The caller might claim you have committed identity fraud or registered a phone to scam other people. In many cases the call might appear to be originating from a Police Station somewhere in China.
Did they claim you have sent a parcel containing illegal goods?
The caller might claim they work for a shipping company like DHL. They might inform you that a package you sent has been intercepted and found to have illegal substances inside. The call may begin with an automated message stating a shipment has been delayed. Often, they will forward you on to another scammer who will claim to be a member of the Chinese police force.
Are they asking you to stay connected with them on Whatsapp?
They might request you download apps like Telegram, WeChat, LetsTalk, Ding Talk, or Whatsapp and update them as to your whereabouts throughout the day. Some may even request you contact them every 2 hours.

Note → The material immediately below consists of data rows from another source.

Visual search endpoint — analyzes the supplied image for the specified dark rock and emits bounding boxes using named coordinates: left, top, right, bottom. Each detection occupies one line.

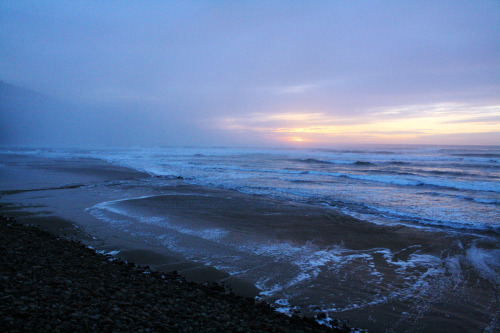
left=317, top=312, right=327, bottom=320
left=0, top=216, right=350, bottom=332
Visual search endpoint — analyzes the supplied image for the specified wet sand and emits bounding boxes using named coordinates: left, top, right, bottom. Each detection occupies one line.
left=1, top=153, right=498, bottom=332
left=104, top=186, right=498, bottom=332
left=0, top=154, right=261, bottom=298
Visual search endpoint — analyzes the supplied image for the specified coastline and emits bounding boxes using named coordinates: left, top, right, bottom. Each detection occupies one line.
left=0, top=154, right=262, bottom=298
left=1, top=152, right=498, bottom=332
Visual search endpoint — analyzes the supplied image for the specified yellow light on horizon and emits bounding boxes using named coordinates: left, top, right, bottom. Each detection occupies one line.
left=216, top=103, right=500, bottom=145
left=281, top=136, right=311, bottom=143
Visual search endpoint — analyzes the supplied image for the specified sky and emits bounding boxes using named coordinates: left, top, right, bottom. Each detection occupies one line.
left=1, top=0, right=499, bottom=147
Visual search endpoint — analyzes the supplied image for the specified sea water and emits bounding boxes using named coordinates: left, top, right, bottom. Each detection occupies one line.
left=10, top=145, right=497, bottom=232
left=1, top=145, right=499, bottom=331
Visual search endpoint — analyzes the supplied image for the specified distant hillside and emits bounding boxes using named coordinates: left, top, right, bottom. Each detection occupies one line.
left=0, top=81, right=55, bottom=107
left=0, top=81, right=90, bottom=146
left=0, top=80, right=206, bottom=147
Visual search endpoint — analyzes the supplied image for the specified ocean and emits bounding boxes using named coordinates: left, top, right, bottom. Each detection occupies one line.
left=12, top=144, right=498, bottom=232
left=1, top=145, right=499, bottom=332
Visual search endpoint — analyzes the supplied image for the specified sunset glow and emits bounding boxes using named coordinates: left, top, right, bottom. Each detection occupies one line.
left=1, top=1, right=498, bottom=147
left=287, top=137, right=308, bottom=143
left=217, top=103, right=500, bottom=145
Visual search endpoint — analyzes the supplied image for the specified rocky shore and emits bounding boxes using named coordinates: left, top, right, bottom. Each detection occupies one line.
left=0, top=216, right=352, bottom=332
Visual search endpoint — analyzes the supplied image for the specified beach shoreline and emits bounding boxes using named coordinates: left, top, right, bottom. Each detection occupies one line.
left=1, top=152, right=498, bottom=332
left=0, top=154, right=263, bottom=299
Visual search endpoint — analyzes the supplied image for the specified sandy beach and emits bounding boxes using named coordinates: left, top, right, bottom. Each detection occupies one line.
left=1, top=152, right=498, bottom=332
left=0, top=154, right=263, bottom=298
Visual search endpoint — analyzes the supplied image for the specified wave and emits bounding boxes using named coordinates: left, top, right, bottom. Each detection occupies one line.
left=472, top=198, right=500, bottom=205
left=418, top=191, right=500, bottom=206
left=295, top=158, right=335, bottom=165
left=116, top=157, right=499, bottom=195
left=318, top=149, right=397, bottom=155
left=294, top=158, right=376, bottom=166
left=387, top=161, right=410, bottom=165
left=292, top=158, right=351, bottom=165
left=283, top=179, right=319, bottom=184
left=320, top=197, right=500, bottom=233
left=336, top=150, right=397, bottom=155
left=448, top=162, right=500, bottom=169
left=308, top=170, right=500, bottom=193
left=153, top=175, right=186, bottom=180
left=355, top=203, right=500, bottom=233
left=84, top=151, right=500, bottom=198
left=452, top=153, right=500, bottom=158
left=418, top=169, right=492, bottom=178
left=294, top=158, right=497, bottom=170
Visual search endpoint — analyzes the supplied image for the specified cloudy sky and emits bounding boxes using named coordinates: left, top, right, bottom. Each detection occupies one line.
left=1, top=1, right=499, bottom=147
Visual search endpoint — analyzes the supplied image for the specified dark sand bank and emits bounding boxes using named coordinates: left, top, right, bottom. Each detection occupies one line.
left=0, top=216, right=348, bottom=332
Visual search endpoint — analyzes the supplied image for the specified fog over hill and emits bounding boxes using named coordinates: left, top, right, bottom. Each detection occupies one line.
left=0, top=81, right=68, bottom=146
left=0, top=81, right=220, bottom=147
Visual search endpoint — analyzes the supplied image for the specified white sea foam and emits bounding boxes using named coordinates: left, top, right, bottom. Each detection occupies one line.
left=309, top=170, right=500, bottom=193
left=465, top=246, right=500, bottom=284
left=96, top=249, right=120, bottom=256
left=89, top=198, right=229, bottom=242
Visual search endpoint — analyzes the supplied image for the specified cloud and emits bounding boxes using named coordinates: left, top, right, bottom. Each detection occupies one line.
left=442, top=115, right=500, bottom=124
left=1, top=1, right=499, bottom=146
left=259, top=79, right=344, bottom=95
left=366, top=103, right=500, bottom=118
left=215, top=103, right=500, bottom=144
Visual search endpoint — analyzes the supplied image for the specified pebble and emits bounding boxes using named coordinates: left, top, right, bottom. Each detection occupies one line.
left=0, top=216, right=348, bottom=332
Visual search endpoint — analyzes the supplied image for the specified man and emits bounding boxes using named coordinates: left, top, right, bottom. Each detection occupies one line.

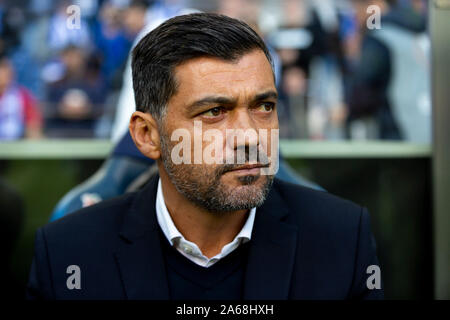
left=27, top=13, right=383, bottom=300
left=347, top=0, right=430, bottom=142
left=0, top=55, right=42, bottom=140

If you have received any of these communications recently– you have been targeted by a scam.
Common Deception Techniques
- These scams are all about getting people to act and respond without thinking. Scammers use fear techniques to do this, such as the threat of arrest, deportation and escalation with the Chinese authorities. They may also absolve you of any wrongdoing but insist your identity has been used to commit a crime – which you should feel responsible for. When people are threatened or scared, the job of a scammer becomes a lot easier – that’s why they do it
- The callers may ask to record the conversation for legal purposes – and request that you continue the discussion in a quiet place with no one else present. These scams use social isolation techniques to ensure compliance. They may claim that you will face legal consequences if you discuss the case with anyone else, including your family members. Sometimes the scammers will ask you to send photos of yourself to verify your identity. Many cryptocurrency trading platforms require a ‘selfie’ of the person applying holding their photo ID. This request should raise alarm bells – never send a photo like this to anyone for any purpose or reason.

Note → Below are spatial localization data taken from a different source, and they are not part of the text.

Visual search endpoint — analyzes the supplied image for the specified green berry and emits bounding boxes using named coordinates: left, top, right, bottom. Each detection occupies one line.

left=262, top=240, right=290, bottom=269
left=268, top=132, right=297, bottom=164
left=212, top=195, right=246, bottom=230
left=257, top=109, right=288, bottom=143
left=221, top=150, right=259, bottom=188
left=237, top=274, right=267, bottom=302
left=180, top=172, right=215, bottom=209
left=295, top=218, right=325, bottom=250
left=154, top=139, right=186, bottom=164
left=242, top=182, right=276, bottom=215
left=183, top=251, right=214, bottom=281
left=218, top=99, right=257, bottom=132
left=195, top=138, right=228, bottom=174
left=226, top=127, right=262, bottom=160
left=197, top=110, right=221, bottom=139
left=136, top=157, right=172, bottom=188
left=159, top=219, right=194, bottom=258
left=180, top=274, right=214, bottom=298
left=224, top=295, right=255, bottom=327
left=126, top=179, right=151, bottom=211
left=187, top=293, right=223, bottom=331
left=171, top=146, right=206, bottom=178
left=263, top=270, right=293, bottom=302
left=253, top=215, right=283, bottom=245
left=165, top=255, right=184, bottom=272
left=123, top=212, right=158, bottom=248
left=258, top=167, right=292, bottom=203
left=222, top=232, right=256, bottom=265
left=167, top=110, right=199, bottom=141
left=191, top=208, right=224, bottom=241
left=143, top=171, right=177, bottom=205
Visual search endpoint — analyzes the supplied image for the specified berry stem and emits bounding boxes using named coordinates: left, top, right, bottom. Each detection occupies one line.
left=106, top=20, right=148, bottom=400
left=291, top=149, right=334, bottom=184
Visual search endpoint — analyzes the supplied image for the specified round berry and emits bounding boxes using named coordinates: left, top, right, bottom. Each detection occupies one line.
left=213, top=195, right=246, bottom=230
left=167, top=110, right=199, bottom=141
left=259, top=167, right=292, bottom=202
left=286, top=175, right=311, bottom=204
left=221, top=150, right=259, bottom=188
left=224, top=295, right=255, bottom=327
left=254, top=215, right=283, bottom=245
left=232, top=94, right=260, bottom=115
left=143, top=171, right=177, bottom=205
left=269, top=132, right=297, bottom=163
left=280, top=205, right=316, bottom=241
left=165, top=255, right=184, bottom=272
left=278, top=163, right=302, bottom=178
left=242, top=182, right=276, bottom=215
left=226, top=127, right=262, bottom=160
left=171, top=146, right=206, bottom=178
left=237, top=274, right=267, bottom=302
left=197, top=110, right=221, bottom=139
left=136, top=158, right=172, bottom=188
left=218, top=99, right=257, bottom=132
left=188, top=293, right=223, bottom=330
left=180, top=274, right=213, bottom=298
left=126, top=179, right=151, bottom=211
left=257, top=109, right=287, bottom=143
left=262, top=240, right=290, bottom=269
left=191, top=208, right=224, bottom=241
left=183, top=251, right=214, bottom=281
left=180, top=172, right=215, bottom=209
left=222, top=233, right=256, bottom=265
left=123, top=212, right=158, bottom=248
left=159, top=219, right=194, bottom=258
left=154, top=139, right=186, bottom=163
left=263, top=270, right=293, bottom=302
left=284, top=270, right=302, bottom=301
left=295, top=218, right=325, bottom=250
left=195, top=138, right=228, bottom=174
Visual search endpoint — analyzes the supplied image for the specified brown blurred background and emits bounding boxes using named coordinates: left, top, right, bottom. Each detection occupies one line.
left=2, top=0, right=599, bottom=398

- The callers might dress up like a police officer and request video chat with you. Sometimes they might even send photos of their police badges to prove how serious the situation is. They may use their ‘authority’ to question you as to the details of your family living abroad. This information may be used against you to keep you compliant with their demands.

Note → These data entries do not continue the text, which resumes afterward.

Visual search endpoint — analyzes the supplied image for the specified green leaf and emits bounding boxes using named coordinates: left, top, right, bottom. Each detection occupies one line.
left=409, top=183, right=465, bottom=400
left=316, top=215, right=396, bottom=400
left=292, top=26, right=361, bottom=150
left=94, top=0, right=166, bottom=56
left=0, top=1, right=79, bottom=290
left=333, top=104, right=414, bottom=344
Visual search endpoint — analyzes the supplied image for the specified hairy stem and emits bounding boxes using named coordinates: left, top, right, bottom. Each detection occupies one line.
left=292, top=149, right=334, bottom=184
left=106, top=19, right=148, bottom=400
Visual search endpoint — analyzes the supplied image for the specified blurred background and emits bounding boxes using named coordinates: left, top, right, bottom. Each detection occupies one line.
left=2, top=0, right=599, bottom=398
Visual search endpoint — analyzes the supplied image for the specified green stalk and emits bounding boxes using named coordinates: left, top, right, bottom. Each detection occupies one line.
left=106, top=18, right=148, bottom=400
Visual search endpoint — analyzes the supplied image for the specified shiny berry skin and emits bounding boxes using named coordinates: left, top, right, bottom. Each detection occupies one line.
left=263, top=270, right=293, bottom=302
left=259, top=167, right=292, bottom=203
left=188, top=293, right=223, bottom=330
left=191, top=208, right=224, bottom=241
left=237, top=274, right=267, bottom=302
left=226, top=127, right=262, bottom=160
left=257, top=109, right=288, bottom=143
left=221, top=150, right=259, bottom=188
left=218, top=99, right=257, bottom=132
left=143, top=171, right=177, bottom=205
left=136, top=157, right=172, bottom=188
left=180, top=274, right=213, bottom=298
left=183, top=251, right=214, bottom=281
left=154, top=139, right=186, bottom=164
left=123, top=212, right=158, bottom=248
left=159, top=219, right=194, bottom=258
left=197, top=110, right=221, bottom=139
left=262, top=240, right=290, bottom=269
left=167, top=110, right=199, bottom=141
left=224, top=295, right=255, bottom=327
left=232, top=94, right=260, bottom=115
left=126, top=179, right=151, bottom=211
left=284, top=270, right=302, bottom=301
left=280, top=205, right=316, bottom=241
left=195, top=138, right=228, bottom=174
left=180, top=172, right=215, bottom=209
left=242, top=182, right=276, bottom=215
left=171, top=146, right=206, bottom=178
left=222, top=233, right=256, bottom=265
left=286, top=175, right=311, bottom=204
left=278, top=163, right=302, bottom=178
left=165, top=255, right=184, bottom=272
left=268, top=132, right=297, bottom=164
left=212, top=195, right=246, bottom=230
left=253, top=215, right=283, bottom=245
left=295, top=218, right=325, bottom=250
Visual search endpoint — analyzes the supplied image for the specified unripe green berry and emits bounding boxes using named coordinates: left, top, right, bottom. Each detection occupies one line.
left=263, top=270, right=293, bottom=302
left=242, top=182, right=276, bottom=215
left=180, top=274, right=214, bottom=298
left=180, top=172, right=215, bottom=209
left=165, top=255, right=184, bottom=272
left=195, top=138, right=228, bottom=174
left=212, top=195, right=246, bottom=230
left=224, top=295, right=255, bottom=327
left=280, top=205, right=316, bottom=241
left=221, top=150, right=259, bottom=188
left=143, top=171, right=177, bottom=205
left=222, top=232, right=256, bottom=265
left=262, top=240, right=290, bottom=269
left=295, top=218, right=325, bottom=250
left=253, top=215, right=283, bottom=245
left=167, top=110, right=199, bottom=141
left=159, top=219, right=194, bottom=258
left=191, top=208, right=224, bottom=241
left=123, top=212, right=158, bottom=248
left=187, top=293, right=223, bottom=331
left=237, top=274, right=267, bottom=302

The caller will initiate contact via phone and use many social engineering tactics to appear authentic. In some cases you may receive a robo-call that prompts you to press 1 to speak to an operator – or even an SMS with details of the package that you have been accused of sending. They may tell you to lookup the number for a regional Chinese police station and will then call you from this number.
Be vigilant when receiving unsolicited calls where the caller claims to belong to a Government agency or police station. While the number may appear to be legitimate – hang up and make your own independent enquiries. Caller ID spoofing means anyone can appear to be calling from anywhere at anytime. Your own number can even be used to call you.
These callers may often request that you provide a photo of yourself holding your driver licence or passport to verify your identity. You may also be asked to disclose email addresses, phone numbers, residential address or tax details.
If this has happened to you:
- Immediately speak to your financial institution. Explain that your identity has been compromised and ask what provisions and security measures they can place on your account.
- Go to IDCARE’s Learning Centre and research how to get free copies of your credit reports and how to place credit bans. In Australia and New Zealand there are three Credit Reporting Agencies, and each may have a different report about you.
- If you provided access to your device, such as via AnyDesk or Team Viewer, disconnect the device from the Internet, change your email and online account passwords using another device via a web browser, and have the device looked at by an IT professional.
- If your exposure included your tax details, contact the Australian Taxation Office (1800 467 033) or Inland Revenue (0800 257 777)
- If you have had your Australian Passport exposed, you can cancel your passport and pay for a new passport with a new passport number. If you have had a Chinese passport, licence or national ID card compromised you may discover whether anyone has misused your ID in China in relation to credit applications by obtaining a copy of your credit report with the Credit Reference Center at the People's Bank of China
- At present, Australian licence issuers cannot replace your driver licence and provide a new number. Unfortunately, this persists as an enduring risk to the Australian community. New Zealand driver licence issuers may be able to do this for New Zealand driver licence holders upon request.